2013 saw the unveiling of the most recent ancient ale in the Dogfish Head line. Coming from pre-Viking age Scandinavia courtesy of a birch drinking vessel once belonging to a high priestess, this 3,800-year-old is one of the earliest European beers on record. Made from wheat, lingonberries, cranberries, myrica gale, yarrow, honey and birch syrup, this brew is not only similar to modern beers, but quite similar to the gruit ales that would later appear in ancient France and Britain.

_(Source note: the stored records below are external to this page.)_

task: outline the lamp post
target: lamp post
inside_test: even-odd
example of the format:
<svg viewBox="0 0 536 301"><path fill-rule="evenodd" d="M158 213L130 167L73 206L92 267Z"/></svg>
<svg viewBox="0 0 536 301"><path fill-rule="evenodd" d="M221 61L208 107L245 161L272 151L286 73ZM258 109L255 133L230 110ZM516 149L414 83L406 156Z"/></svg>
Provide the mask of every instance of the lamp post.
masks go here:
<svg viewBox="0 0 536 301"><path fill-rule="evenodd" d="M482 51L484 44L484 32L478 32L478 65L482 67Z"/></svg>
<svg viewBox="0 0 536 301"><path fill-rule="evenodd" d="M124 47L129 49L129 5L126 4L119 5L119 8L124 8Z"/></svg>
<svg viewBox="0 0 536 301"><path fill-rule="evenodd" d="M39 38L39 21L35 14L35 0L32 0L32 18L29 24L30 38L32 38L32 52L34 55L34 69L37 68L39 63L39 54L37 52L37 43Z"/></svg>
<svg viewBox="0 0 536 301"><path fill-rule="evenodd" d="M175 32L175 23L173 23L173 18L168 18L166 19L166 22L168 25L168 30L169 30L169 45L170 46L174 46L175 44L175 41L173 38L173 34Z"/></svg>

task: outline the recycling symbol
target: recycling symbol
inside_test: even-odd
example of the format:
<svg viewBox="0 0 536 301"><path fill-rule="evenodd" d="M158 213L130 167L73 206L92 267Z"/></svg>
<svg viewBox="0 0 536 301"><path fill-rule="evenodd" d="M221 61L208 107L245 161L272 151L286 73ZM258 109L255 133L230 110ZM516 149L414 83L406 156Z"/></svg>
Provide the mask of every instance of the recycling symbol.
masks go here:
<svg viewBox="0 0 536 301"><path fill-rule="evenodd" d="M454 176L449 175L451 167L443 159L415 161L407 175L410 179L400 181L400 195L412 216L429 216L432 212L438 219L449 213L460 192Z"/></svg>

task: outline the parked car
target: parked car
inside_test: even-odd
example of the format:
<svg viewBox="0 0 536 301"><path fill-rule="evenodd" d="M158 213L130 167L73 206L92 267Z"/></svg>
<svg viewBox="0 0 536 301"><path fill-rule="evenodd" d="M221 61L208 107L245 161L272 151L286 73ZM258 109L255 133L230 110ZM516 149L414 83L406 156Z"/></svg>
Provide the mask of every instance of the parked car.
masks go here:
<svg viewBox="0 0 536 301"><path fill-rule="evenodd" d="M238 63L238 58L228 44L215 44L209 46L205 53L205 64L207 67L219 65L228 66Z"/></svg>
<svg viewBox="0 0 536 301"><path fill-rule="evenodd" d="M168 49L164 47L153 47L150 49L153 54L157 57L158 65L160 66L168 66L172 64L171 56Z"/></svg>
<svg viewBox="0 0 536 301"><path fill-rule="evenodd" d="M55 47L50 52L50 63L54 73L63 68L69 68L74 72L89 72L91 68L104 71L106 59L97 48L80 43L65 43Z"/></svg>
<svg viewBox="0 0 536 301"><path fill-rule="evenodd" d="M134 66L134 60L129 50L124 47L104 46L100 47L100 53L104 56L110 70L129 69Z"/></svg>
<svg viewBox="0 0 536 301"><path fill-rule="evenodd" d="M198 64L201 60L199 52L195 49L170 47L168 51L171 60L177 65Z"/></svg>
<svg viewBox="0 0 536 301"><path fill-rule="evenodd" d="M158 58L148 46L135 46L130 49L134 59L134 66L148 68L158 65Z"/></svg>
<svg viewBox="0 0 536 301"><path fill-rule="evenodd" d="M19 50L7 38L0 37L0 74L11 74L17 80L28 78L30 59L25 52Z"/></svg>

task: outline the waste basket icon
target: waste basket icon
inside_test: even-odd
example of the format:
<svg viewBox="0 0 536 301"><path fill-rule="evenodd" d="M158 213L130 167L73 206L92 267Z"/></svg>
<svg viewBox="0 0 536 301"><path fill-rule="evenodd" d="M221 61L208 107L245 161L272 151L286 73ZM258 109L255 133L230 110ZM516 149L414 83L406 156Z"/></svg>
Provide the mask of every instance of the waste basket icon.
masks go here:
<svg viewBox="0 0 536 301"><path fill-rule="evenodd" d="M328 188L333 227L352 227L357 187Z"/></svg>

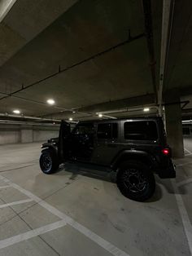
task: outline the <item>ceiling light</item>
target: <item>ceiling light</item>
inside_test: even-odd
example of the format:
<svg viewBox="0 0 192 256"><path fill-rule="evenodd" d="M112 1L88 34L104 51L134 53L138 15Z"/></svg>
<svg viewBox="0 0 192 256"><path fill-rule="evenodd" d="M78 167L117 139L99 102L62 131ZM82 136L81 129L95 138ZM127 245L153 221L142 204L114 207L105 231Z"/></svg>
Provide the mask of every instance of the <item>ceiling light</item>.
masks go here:
<svg viewBox="0 0 192 256"><path fill-rule="evenodd" d="M15 114L20 114L20 111L19 109L15 109L15 110L13 110L13 113L14 113Z"/></svg>
<svg viewBox="0 0 192 256"><path fill-rule="evenodd" d="M53 99L49 99L46 100L46 102L48 103L48 104L50 105L53 105L55 104L55 101Z"/></svg>

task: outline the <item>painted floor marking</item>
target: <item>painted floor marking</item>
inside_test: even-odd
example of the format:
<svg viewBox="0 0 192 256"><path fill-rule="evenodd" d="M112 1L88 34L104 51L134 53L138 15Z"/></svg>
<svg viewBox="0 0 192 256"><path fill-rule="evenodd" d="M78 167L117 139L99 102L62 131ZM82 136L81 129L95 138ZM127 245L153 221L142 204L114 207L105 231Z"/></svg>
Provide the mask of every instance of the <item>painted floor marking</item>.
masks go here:
<svg viewBox="0 0 192 256"><path fill-rule="evenodd" d="M1 208L4 208L4 207L7 207L7 206L11 206L11 205L16 205L28 203L28 202L32 201L33 201L32 198L28 198L28 199L24 199L24 200L13 201L11 203L0 205L0 209Z"/></svg>
<svg viewBox="0 0 192 256"><path fill-rule="evenodd" d="M190 223L190 220L187 214L187 210L185 207L182 196L180 195L176 183L173 183L173 181L172 181L172 184L175 191L176 201L179 209L180 215L182 219L183 227L184 227L184 230L186 235L190 254L192 255L192 226Z"/></svg>
<svg viewBox="0 0 192 256"><path fill-rule="evenodd" d="M65 226L66 224L67 224L66 222L63 219L62 219L56 223L48 224L48 225L46 225L38 228L35 228L27 232L2 240L0 241L0 249L15 245L16 243L20 243L21 241L26 241L28 239L30 239L32 237L34 237L39 235L45 234L52 230L57 229L59 227L62 227Z"/></svg>
<svg viewBox="0 0 192 256"><path fill-rule="evenodd" d="M177 165L176 166L178 167L178 166L187 166L187 165L191 165L191 164L192 164L192 161L188 161L186 163L182 163L182 164Z"/></svg>
<svg viewBox="0 0 192 256"><path fill-rule="evenodd" d="M64 221L67 224L71 225L75 229L78 230L81 233L84 234L85 236L94 241L96 244L105 249L107 251L111 253L114 256L130 256L124 251L121 250L120 249L117 248L116 246L113 245L107 241L104 240L101 236L98 236L96 233L93 232L87 227L84 227L83 225L80 224L78 222L72 219L71 217L68 216L64 213L59 211L58 209L55 208L54 206L50 205L45 201L41 200L40 197L33 195L29 191L20 187L19 185L12 183L7 178L0 175L0 180L3 180L4 182L9 183L11 187L16 188L24 195L30 197L33 201L38 203L41 206L46 209L48 211L50 211L52 214L58 216L63 221ZM33 230L31 231L33 232ZM22 236L22 234L20 234ZM11 237L10 237L10 241L11 241ZM1 241L0 241L1 243ZM15 240L14 242L11 245L14 245L15 243L18 243L17 240ZM7 244L7 246L9 246L9 244ZM6 246L6 247L7 247Z"/></svg>
<svg viewBox="0 0 192 256"><path fill-rule="evenodd" d="M190 179L185 179L185 180L182 180L182 181L177 183L177 186L181 187L181 186L190 183L192 183L192 178L190 178Z"/></svg>
<svg viewBox="0 0 192 256"><path fill-rule="evenodd" d="M7 188L11 188L11 185L0 186L0 189Z"/></svg>

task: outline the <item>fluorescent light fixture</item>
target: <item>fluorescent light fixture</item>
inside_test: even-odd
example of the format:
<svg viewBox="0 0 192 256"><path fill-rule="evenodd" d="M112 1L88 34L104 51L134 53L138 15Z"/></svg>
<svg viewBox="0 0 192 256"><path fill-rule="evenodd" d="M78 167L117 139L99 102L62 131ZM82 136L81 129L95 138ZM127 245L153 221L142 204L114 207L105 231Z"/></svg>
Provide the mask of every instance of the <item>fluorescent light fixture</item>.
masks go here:
<svg viewBox="0 0 192 256"><path fill-rule="evenodd" d="M14 109L14 110L13 110L13 113L14 113L15 114L20 114L20 111L19 109Z"/></svg>
<svg viewBox="0 0 192 256"><path fill-rule="evenodd" d="M48 103L48 104L50 105L53 105L55 104L55 101L53 99L49 99L46 100L46 102Z"/></svg>

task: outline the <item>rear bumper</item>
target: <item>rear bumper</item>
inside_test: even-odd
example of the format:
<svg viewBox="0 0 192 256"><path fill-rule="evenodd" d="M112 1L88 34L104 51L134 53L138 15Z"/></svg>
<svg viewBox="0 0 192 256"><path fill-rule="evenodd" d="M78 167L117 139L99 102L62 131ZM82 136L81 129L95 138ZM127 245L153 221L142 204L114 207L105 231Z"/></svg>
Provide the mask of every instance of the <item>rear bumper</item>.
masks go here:
<svg viewBox="0 0 192 256"><path fill-rule="evenodd" d="M158 170L158 175L161 179L174 179L176 178L176 167L170 159L168 165L165 168Z"/></svg>

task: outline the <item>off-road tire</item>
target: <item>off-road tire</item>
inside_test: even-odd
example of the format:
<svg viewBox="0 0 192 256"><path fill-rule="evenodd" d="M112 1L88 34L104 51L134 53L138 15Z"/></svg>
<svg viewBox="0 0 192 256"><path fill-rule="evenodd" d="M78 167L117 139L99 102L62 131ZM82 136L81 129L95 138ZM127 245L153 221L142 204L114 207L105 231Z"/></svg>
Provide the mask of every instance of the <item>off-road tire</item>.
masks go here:
<svg viewBox="0 0 192 256"><path fill-rule="evenodd" d="M59 163L55 151L52 149L43 150L39 158L39 165L41 171L46 174L50 174L58 170Z"/></svg>
<svg viewBox="0 0 192 256"><path fill-rule="evenodd" d="M120 166L116 183L124 196L137 201L150 199L155 190L152 171L146 164L135 160L124 161Z"/></svg>

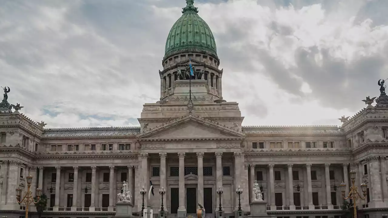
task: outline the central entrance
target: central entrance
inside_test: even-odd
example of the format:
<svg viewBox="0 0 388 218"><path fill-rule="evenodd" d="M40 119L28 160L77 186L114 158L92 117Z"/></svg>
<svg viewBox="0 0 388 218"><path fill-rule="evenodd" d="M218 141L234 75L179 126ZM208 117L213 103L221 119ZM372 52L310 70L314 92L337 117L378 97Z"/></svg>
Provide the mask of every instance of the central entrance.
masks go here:
<svg viewBox="0 0 388 218"><path fill-rule="evenodd" d="M187 213L196 213L197 211L197 189L187 188L186 190L186 208Z"/></svg>

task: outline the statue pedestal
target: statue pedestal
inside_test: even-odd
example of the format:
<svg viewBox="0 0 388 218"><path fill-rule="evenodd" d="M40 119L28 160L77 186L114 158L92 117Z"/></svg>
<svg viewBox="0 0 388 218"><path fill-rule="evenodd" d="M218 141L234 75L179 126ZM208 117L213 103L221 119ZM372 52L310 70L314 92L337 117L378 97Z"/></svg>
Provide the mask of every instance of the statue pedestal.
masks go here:
<svg viewBox="0 0 388 218"><path fill-rule="evenodd" d="M133 208L133 205L130 202L118 202L116 203L116 215L114 217L132 218L134 217L132 215L132 209Z"/></svg>
<svg viewBox="0 0 388 218"><path fill-rule="evenodd" d="M249 205L251 206L251 215L249 217L267 218L270 217L267 212L267 202L264 201L253 201Z"/></svg>

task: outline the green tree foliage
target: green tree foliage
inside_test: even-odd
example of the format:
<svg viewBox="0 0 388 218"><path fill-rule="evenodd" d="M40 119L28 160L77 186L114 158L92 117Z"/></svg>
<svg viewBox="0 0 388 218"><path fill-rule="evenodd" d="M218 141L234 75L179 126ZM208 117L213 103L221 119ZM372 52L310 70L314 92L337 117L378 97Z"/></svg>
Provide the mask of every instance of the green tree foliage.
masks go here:
<svg viewBox="0 0 388 218"><path fill-rule="evenodd" d="M34 198L34 200L35 201L37 200L36 197ZM42 213L47 208L47 196L45 194L42 194L42 196L40 196L40 200L35 205L35 206L36 208L36 211L38 212L39 218L40 218Z"/></svg>

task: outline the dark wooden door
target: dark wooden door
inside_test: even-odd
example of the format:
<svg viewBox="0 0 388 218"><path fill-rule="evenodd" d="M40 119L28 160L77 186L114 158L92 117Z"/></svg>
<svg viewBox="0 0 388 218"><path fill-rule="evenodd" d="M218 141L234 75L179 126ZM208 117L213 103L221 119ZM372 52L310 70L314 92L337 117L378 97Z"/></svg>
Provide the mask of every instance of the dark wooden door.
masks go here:
<svg viewBox="0 0 388 218"><path fill-rule="evenodd" d="M187 188L186 194L187 213L196 213L197 211L197 189Z"/></svg>
<svg viewBox="0 0 388 218"><path fill-rule="evenodd" d="M90 204L92 203L92 195L85 194L85 201L83 206L85 208L88 208L90 206Z"/></svg>
<svg viewBox="0 0 388 218"><path fill-rule="evenodd" d="M203 189L203 207L206 213L213 213L213 189L205 188Z"/></svg>
<svg viewBox="0 0 388 218"><path fill-rule="evenodd" d="M102 201L101 202L101 206L103 208L107 208L109 206L109 195L102 195Z"/></svg>
<svg viewBox="0 0 388 218"><path fill-rule="evenodd" d="M179 206L179 189L176 188L171 188L171 213L178 213L178 208Z"/></svg>

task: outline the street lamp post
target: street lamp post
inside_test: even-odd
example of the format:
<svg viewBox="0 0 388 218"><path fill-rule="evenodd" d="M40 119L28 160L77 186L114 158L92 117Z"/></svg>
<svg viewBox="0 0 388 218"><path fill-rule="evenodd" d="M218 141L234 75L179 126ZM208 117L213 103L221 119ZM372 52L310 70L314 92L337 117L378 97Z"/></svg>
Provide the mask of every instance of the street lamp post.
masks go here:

While some may see the use of scientists to discover the correct ingredients of ancient beers as gimmicky, the success of Dogfish Head says otherwise. For one, Sahti has seen something of a revival in Finland and is slowly making its way overseas to the United States and Canada. Though Dogfish Head is unlikely to be the sole reason for this once unknown style crossing the ocean, it’s likely the brewery’s national popularity is drawing attention to ancient styles. The success of Dogfish Head may encourage other micro breweries looking to gain attention to unveil an ancient brew of their own. In the meantime, we’ll have hope that Dogfish Head extends its product distribution into Wisconsin. Perhaps it might take some ambitious home brewer to craft a few of these recipes and share his thoughts with his fellow Milwaukeeans to kick off the ancient brew craze. If any home brewer does try this, let me know the results. And I’ll keep readers posted on any new developments in the newest oldest beers of all.